Here is a simple code:
import numpy as np
import pandas as pd
arrays = [['bar', 'bar', 'baz', 'baz', 'foo', 'foo', 'qux', 'qux'], ['one', 'two', 'one', 'two', 'one', 'two', 'one', 'two']]
tuples = list(zip(*arrays))
index = pd.MultiIndex.from_tuples(tuples, names=['first', 'second'])
s = pd.Series(np.random.randn(8), index=index)
>>>>s
first second
bar one -0.761968
two 0.670786
baz one -0.193843
two -0.251533
foo one 1.732875
two 0.538561
qux one -1.111480
two 0.478322
dtype: float64
I have tried s.at[("bar","one")] , s.at["bar","one"], but non of these works.
>>>>s.at[("bar","one")]
Traceback (most recent call last):
File "<input>", line 1, in <module>
File "C:\Python\lib\site-packages\pandas\core\indexing.py", line 2270, in __getitem__
return self.obj._get_value(*key, takeable=self._takeable)

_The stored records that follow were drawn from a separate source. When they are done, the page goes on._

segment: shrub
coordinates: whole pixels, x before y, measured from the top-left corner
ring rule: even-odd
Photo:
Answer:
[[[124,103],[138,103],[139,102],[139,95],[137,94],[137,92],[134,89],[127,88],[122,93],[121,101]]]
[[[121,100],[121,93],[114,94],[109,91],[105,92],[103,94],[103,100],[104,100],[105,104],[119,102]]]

TypeError: _get_value() got multiple values for argument 'takeable'
>>>>s.at["bar","one"]
Traceback (most recent call last):
File "<input>", line 1, in <module>
File "C:\Python\lib\site-packages\pandas\core\indexing.py", line 2270, in __getitem__
return self.obj._get_value(*key, takeable=self._takeable)
TypeError: _get_value() got multiple values for argument 'takeable'
Does anyone have any idea how to use .at in this case?